A matrix is symmetric if it is equal to its transpose, and this property implies that the matrix is square (02:06:27).
When explaining properties of matrices, it is sufficient to state the property in one or two words, such as “symmetric” or “undefined”, and provide a brief explanation if necessary (02:06:54).
If a matrix operation is undefined, it is acceptable to explain why, for example, by stating that the dimensions are incompatible (02:07:14).
When multiplying a vector by a matrix, the result can be explained by describing the effect of the matrix on the vector, such as adding or taking differences between the vector’s components (02:09:20).
An arbitrary vector is a vector with variables, not concrete numbers, and not all components can be equal to 0 (02:08:46).
To explain what happens to a vector under matrix multiplication, one should take the vector and multiply it by different matrices, then describe the resulting effect on the vector (02:09:01).
The matrices used in the discussion are not complex and are similar to those that would be encountered in real-life scenarios, although they may be larger in size (02:09:29).
Carla O asked for clarification on the dimensions of the matrix X, and it was confirmed that X should be transposed to a 3 by 1 column (02:10:16).
Jay Verkuilen frequently writes matrices in their transposed form to make the page easier to read and to conserve space (02:10:27).
This is a common practice, but it is essential to remember to transpose the matrix back when working with it (02:11:03).
Jay Verkuilen does not expect students to transpose the matrices themselves, as it is primarily done for readability (02:11:12).
The discussion moved on to multiplying matrices and understanding the results, with a focus on using different Prasanta Chandra Mahalanobis and Euclidean distances (02:11:41).
Jay Verkuilen provided a dataset on Parkinson’s and asked students to use different cases to calculate Mahalanobis and Euclidean distances (02:11:53).
Fabio Setti asked if it is possible for Mahalanobis and Euclidean distances to be the same, and Jay Verkuilen confirmed that it is possible if the variables have the same variances and no correlations (02:12:23).
Jay Verkuilen emphasized the importance of understanding the data before performing any advanced analysis and encouraged students to use the R function to run descriptive analysis (02:13:03).
The due date for a course post can be changed to a week later if needed, and students can ask questions online if they require clarification (02:13:36).
For a specific problem, students are not expected to do calculations by hand, and they can use R for the computations (02:13:52).
When computing Prasanta Chandra Mahalanobis distances, students should use the covariance matrix of group N, not the full data set (02:14:49).
The Mahalanobis distance function should be computed relative to the mean vector of group N, and this applies to all comparisons (02:14:57).

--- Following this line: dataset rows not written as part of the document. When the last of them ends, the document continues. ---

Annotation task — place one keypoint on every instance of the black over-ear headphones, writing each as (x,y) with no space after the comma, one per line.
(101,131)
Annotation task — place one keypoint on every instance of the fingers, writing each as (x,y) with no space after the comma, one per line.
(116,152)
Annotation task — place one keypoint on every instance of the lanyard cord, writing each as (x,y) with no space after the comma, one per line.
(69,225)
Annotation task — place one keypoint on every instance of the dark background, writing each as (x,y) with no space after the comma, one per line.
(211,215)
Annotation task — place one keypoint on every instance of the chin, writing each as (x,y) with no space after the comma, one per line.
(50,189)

The question was updated from last year, and there may be occasional bugs or errors, but the instructor will fix them and upload the corrected version (02:15:03).
For all comparisons, students should compare from group N, except in one case where they need to look at how things differ from each other (02:15:54).

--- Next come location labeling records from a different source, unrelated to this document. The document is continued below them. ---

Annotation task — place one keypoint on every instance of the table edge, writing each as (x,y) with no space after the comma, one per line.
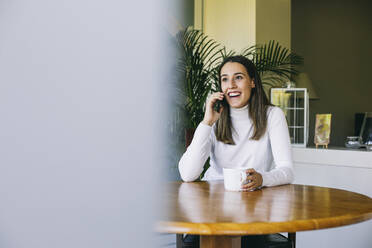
(258,227)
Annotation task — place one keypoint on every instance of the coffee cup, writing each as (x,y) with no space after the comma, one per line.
(234,178)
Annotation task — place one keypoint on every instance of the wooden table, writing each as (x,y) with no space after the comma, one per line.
(221,217)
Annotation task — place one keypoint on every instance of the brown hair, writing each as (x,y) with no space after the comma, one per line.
(257,105)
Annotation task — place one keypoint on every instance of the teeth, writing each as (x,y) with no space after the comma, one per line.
(234,94)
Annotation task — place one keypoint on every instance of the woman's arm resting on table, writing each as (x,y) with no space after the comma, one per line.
(192,161)
(281,149)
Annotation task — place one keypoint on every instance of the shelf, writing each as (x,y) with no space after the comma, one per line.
(293,108)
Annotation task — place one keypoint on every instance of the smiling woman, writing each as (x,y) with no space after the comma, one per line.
(247,133)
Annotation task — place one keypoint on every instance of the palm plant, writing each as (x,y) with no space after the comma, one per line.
(198,72)
(198,56)
(274,62)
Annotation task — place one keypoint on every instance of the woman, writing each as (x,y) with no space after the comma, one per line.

The instructor will put a comment on the post to clarify that all Mahalanobis distances should be computed relative to group N (02:16:26).
Office hours for the next week are available, but the instructor may be unavailable on Thursday and Friday, so students should get in touch earlier to schedule a meeting (02:16:41).

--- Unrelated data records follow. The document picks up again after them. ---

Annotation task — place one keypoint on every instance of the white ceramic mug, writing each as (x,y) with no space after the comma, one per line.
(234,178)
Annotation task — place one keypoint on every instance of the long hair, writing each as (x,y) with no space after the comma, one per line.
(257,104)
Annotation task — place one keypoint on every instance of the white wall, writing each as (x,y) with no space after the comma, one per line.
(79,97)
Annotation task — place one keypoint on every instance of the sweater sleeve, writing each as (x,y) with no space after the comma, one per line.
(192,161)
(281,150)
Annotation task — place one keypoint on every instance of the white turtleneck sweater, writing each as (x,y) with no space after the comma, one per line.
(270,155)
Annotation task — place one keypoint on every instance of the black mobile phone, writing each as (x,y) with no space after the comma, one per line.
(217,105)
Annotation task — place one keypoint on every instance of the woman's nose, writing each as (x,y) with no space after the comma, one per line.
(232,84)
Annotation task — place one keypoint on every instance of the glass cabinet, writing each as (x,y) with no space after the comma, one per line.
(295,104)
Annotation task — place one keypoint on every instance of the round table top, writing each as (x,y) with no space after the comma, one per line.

Monday or Wednesday are generally better days for office hours, while Tuesday is not ideal due to the instructor’s doctor’s appointments (02:17:12).
Jay Verkuilen is available to meet on either Monday or Wednesday, and prefers if the group can come together (02:17:42).
For calculations, if a mean vector is needed, it comes from group n, and if a covariance matrix is needed, it also comes from group n (02:17:55).
Jay Verkuilen will close the session and post the content when it’s done (02:18:07).
The session ends with thank you messages from Carla O, Fabio Setti, and Jay Verkuilen (02:18:14).